Note that this block is to appear before any #ifndef and #include preprocessor directives.


It is in the .h file that @ingroup and @defgroup directives are used for grouping. The logical grouping follows the layout of the tests directory.


To maintain the logical division of .cpp and .h files, we disallow long comments in header files. This is also to reduce the compilation time when changing minor documentation[^1]. Anything longer than one line should be replaced with a short description which is expanded on in a @note in the corresponding .cpp.
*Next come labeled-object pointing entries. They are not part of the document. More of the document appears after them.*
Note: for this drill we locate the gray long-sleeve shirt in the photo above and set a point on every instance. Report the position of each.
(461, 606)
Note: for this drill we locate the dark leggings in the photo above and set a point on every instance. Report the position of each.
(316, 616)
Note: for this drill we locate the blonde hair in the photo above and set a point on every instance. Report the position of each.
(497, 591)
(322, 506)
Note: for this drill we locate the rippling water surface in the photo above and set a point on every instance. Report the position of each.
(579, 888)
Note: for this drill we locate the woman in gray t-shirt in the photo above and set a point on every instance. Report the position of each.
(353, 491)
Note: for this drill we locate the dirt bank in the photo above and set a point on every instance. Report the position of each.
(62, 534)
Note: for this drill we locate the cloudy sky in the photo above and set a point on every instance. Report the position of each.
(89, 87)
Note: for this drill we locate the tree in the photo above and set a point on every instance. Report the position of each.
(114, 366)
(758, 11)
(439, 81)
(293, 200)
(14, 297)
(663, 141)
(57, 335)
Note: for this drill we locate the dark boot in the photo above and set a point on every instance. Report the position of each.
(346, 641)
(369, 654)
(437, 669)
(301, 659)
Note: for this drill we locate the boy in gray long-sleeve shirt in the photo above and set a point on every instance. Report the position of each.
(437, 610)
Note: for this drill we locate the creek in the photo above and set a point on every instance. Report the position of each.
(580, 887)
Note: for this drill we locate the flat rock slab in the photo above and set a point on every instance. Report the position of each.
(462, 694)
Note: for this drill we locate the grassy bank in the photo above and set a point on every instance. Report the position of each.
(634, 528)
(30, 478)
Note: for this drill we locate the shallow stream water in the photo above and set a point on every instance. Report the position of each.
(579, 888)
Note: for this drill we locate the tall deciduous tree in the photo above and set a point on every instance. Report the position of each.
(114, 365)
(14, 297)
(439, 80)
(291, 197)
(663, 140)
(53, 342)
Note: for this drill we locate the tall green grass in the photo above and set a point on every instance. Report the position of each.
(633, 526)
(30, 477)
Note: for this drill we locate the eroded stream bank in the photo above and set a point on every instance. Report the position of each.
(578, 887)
Acceptable special directives are (in order):

  • @brief for a pithy description of the entity.
  • @pre for describing preconditions (optional).
  • @see for related functions.
  • @param one for each input parameter.
    • @param[out] is not used, we have the .cpp to describe the effects of void functions.
  • @return one for each possible return value with a line on the condition.
    • Keep this short, the .cpp has the implementation details.
    • void functions should @return Void. (including the .).
  • @relatesalso takes a single class and groups the function with the class in the output (optional).
    • This is preceded by a line.

Note that since C++ is strongly typed, there is no need to describe the type of inputs (@param) or the outputs.

For example:

* @brief The best number generator in the universe
* @pre Does assume a known universe
* @see `other_best` for an example of another number generator
* @param seed is the reproducibility helper
* @param am_awesome is an indicator of awesomeness
* @return the best number if the caller is awesome
* @return a random number if the caller is not awesome
* int best_number(const int &seed, std::string am_awesome);

Inline Functions

These are typically simply a @return directive in a single line //!<; but should be used sparingly. If the function in question requires more documentation it probably should not be inline.

Code Files

  • The order of function definition must match the declaration in the header file

Here we expect:

  • @details for explanations of the overall algorithm, speed concerns, etc.
  • @note for longer details of the parameters or other important issues.
  • @warning for pitfalls.
  • Other special directives as required.
  • @see is allowed in both headers and code files, but only sparingly.
* @details The best number is determined by a complicated algorithm described
* over many paragraphs with equations here
* @f$ \mathbb{N}^3\to\mathbb{R}^N @f$
int best_number(const int &seed, std::string am_awesome){
return 0; // Clearly the documentation is lying to you

This formulation; with comments in the code, to augment the documentation blocks is the most legible method.

Source Code


  • We do expect private variables to be documented.

Classes descriptions have the @class directive declared before @brief in .h files and before @details in the .cpp as well.


  • All documentation blocks must precede the function being documented.

External Tools

We expect the build system to be able to find graphviz for dot.

[^1]: Changing a header triggers the recompilation of the entire project.